自分の身体が勝手に動いて、スライムを倒しながら最奥まで進んでしまうなんて。
今まで、僕はスライムを倒せたことは無い。
ショートソードで攻撃しても、フイッと避けられるか、当たってもゴムみたいな弾力に弾かれてしまうから。
スバルが僕の身体を動かしたら、あんなにアッサリ一撃で倒せてビックリしたよ。
オマケに、宝箱に入っていたカード。
魔法文字、今まで意味が分からなかったのに、書いてある内容がスバルだけじゃなく僕にも分かった。

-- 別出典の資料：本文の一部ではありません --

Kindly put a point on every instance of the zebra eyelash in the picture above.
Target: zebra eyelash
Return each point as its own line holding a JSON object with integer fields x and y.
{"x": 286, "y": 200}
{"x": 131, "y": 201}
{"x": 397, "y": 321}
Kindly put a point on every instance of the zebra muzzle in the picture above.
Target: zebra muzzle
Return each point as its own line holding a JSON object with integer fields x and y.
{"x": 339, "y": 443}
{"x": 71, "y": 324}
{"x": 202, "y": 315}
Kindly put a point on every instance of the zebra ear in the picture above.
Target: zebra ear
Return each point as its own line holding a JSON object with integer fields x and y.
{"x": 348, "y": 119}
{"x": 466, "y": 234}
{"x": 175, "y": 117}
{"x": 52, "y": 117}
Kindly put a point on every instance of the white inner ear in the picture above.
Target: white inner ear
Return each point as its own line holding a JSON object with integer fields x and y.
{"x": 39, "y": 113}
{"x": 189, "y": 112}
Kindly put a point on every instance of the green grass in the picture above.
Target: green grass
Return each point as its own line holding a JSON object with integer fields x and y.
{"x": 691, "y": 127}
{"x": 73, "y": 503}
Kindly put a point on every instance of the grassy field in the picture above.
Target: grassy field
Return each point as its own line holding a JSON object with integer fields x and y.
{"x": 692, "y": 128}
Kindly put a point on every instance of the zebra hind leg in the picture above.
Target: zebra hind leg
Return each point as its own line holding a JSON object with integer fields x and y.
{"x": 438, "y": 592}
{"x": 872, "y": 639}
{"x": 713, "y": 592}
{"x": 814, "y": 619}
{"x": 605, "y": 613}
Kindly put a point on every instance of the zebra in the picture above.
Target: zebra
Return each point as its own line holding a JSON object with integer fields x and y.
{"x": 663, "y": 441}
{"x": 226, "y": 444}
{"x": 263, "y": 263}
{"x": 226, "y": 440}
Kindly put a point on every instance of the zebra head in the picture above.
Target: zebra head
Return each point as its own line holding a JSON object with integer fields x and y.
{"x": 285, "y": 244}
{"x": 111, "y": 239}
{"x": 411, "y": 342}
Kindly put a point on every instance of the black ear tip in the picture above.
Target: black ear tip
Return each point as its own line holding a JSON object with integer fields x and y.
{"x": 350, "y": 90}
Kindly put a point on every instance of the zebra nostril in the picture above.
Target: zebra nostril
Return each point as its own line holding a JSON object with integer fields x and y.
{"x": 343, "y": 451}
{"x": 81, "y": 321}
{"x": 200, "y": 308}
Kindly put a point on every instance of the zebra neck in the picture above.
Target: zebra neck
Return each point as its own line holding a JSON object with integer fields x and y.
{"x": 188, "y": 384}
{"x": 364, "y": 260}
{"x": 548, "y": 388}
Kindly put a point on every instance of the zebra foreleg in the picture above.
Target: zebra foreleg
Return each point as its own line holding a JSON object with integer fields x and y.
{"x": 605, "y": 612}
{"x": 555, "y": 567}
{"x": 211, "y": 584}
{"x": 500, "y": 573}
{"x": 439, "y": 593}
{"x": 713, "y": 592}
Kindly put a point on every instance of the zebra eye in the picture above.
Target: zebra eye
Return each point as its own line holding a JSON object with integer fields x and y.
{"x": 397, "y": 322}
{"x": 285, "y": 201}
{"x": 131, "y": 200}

言語理解とか転生者特典とか、僕の身体に付与されたから読めるらしい。
スバルが動かしている僕の指が文字に触れたら、文字が光ってスキルが流れ込んできた。
スライムアタック、イジメっ子から逃げるときに使えるかも?
魔石とスキルカードを手に入れた後、スバルはダンジョンから出た。
僕は見ているしかできないので、もう諦めてスバルがやることを観察するよ。
ダンジョンの外に出ると、担任の先生がトレミーたちを連れて歩いてくるのが見えた。
「アルキオネくん、友達を置いてどこへ行っていたんだい?」
「探したんだぞ、アルキオネ~」
「急にいなくなるから心配したじゃないか」
「ちっとも帰ってこないから探しに行くところだったぞ」
先生が咎めるように言う。
トレミー、スーフィー、ハインドが、大嘘をついている。
どうやら、ダンジョン探索中に僕が勝手にいなくなったことにされたらしい。
事情を話したって、先生は僕の言うことなんか信じない。
トレミーたちの親はお金持ちで、学園に寄付をしている。
担任の先生はトレミーたちの味方だ。
いつもの僕なら、ここで黙って俯くだろう。
でも、スバルは違った。
「すいません、スライムを見つけて、つい夢中で狩りに行ってしまいました」
「「「えっ?!」」」
「狩るのはいいが、パーティメンバーを置き去りにするのはよくないな」
普段の僕とは全く違うことを言い出すから、3人組が目を真ん丸にして驚いてるよ。
先生はヤレヤレという感じで小さく溜息をついて言う。
「はい、次はみんなも誘って狩りに行きます。あ、これが倒したスライムの魔石です」
「ふむ。では魔物討伐をしたということで研修目的クリアとしておこう」
スバルがベルトポーチから魔石を出して渡すと、先生は合格にしてくれた。
よかった、これで仮冒険者レベルが1つ上がる。
「あと、宝箱も見つけたのでアイテムを持ち帰りました」
「「「えぇっ?!」」」
「つまりスライムを狩りながら最奥まで行ったのか。なら仮レベルは2つUPだね」
「はい。これ宝箱に入っていたカードです」
スバルの更なる報告に、3人組が仰天しちゃったよ。
先生は冷静に僕の(というかスバルの)2レベルアップを告げた。
かけだしダンジョンでは仮冒険者レベル4まで上げることができる。
制限時間内に帰っただけの3人はレベル1→2。
スバルが魔物討伐と宝箱開封をしたので、僕のレベルは3人を追い越して1→3になった。